PATCH: Use a hash table for 26X linker speedup
H. J. Lu
hjl@lucon.org
Sun May 1 19:09:00 GMT 2005
On Sun, May 01, 2005 at 09:57:07AM -0700, H. J. Lu wrote:
> Linker is very slow on input files with many sections. The 64k section
> test is only enabled for CRIS. I did a profile. 70% of linker time is
> spent in lang_check_section_addresses:
>
> Flat profile:
>
> Each sample counts as 0.01 seconds.
> % cumulative self self total
> time seconds seconds calls Ks/call Ks/call name
> 72.92 948.31 948.31 1 0.95 0.95 lang_check_section_addresses
> 22.37 1239.21 290.90 132089 0.00 0.00 lang_output_section_find_1
>
> The main problem is we use a single section list. We have to scan the
> whole list for anything. In case of address overlap check, we only
> need to check the previous section. There are many other places in
> bfd, assembler and linker where a double section list will help. With
> this patch, I got 30% linker speed up in 64k section test:
>
> The old linker:
>
> sh 1 502.74s user 0.90s system 99% cpu 8:23.73 total
>
> The new linker:
>
> sh 1 340.58s user 0.90s system 99% cpu 5:41.55 total
>
> The profile data shows:
>
> Flat profile:
>
> Each sample counts as 0.01 seconds.
> % cumulative self self total
> time seconds seconds calls s/call s/call name
> 81.20 256.42 256.42 132089 0.00 0.00 lang_output_section_find_1
> 13.27 298.33 41.91 673985 0.00 0.00 bfd_hash_lookup
>
> I will work on lang_output_section_find_1 next. I am planning to use
> a hash table. I hope to enable 64k section on all ELF targets.
>
This is the patch. I got
sh 1 13.39s user 1.28s system 95% cpu 15.431 total
vs.
sh 1 340.58s user 0.90s system 99% cpu 5:41.55 total
That is a 26X speed up. I enabled 64k section test for all ELF targets.
H.J.
----
ld/
2005-05-01 H.J. Lu <hongjiu.lu@intel.com>
* ldlang.c (output_statement_hash_entry): New type.

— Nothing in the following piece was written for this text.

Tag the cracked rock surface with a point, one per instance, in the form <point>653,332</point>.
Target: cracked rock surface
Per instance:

(output_statement_table): New variable for hash table.
(output_statement_newfunc): New function.
(output_statement_table_init): Likewise.
(output_statement_table_free): Likewise.
(lang_init): Call output_statement_table_init.

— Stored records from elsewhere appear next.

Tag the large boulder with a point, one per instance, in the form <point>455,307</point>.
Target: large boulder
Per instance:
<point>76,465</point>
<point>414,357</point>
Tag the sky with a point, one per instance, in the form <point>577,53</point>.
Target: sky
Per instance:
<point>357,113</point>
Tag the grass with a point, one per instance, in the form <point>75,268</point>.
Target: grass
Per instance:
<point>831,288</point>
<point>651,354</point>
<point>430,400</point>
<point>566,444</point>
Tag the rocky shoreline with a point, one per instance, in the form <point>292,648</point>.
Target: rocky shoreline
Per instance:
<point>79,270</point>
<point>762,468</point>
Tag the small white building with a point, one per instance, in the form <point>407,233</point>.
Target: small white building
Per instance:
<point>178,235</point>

(lang_finish): Renamed to ...
(lang_end): This.
(lang_process): Updated.
(lang_finish): New function.
(lang_output_section_find_1): Use hash table.
(lang_output_section_statement_lookup_1): Likewise.

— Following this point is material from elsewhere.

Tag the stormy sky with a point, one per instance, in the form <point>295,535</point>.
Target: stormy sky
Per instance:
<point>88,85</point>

* ldlang.h (lang_finish): New.
* ldmain.c (main): Call lang_finish.
ld/testsuite/
2005-05-01 H.J. Lu <hongjiu.lu@intel.com>
* ld-elf/sec64k.exp: Enabled for all ELF targets.
--- ld/ldlang.c.hash 2005-05-01 09:00:10.000000000 -0700
+++ ld/ldlang.c 2005-05-01 12:05:32.000000000 -0700
@@ -863,6 +863,45 @@ lang_add_input_file (const char *name,
return new_afile (name, file_type, target, TRUE);
}
+struct output_statement_hash_entry
+{
+ struct bfd_hash_entry root;
+ lang_output_section_statement_type *entry;
+};
+
+/* The hash table. */
+
+static struct bfd_hash_table output_statement_table;
+
+/* Support routines for the hash table used by lang_output_section_find_1,
+ initialize the table, fill in an entry and remove the table. */
+
+static struct bfd_hash_entry *
+output_statement_newfunc (struct bfd_hash_entry *entry ATTRIBUTE_UNUSED,
+ struct bfd_hash_table *table,
+ const char *string ATTRIBUTE_UNUSED)
+{
+ struct output_statement_hash_entry *ret
+ = bfd_hash_allocate (table,
+ sizeof (struct output_statement_hash_entry));
+ ret->entry = NULL;
+ return (struct bfd_hash_entry *) ret;
+}
+
+static void
+output_statement_table_init (void)
+{
+ if (! bfd_hash_table_init_n (&output_statement_table,
+ output_statement_newfunc, 61))
+ einfo (_("%P%F: Failed to create hash table\n"));
+}
+
+static void
+output_statement_table_free (void)
+{
+ bfd_hash_table_free (&output_statement_table);
+}
+
/* Build enough state so that the parser can build its tree. */
void
@@ -872,6 +911,8 @@ lang_init (void)
stat_ptr = &statement_list;
+ output_statement_table_init ();
+
lang_list_init (stat_ptr);
lang_list_init (&input_file_chain);
@@ -898,6 +939,12 @@ lang_init (void)
lang_statement_iteration = 0;
}
+void
+lang_finish (void)
+{
+ output_statement_table_free ();
+}
+
/*----------------------------------------------------------------------
A region is an area of memory declared with the
MEMORY { name:org=exp, len=exp ... }
@@ -983,16 +1030,28 @@ static lang_output_section_statement_typ
lang_output_section_find_1 (const char *const name, int constraint)
{
lang_output_section_statement_type *lookup;
+ struct output_statement_hash_entry *entry;
+ unsigned long hash;
- for (lookup = &lang_output_section_statement.head->output_section_statement;
- lookup != NULL;
- lookup = lookup->next)
+ entry = ((struct output_statement_hash_entry *)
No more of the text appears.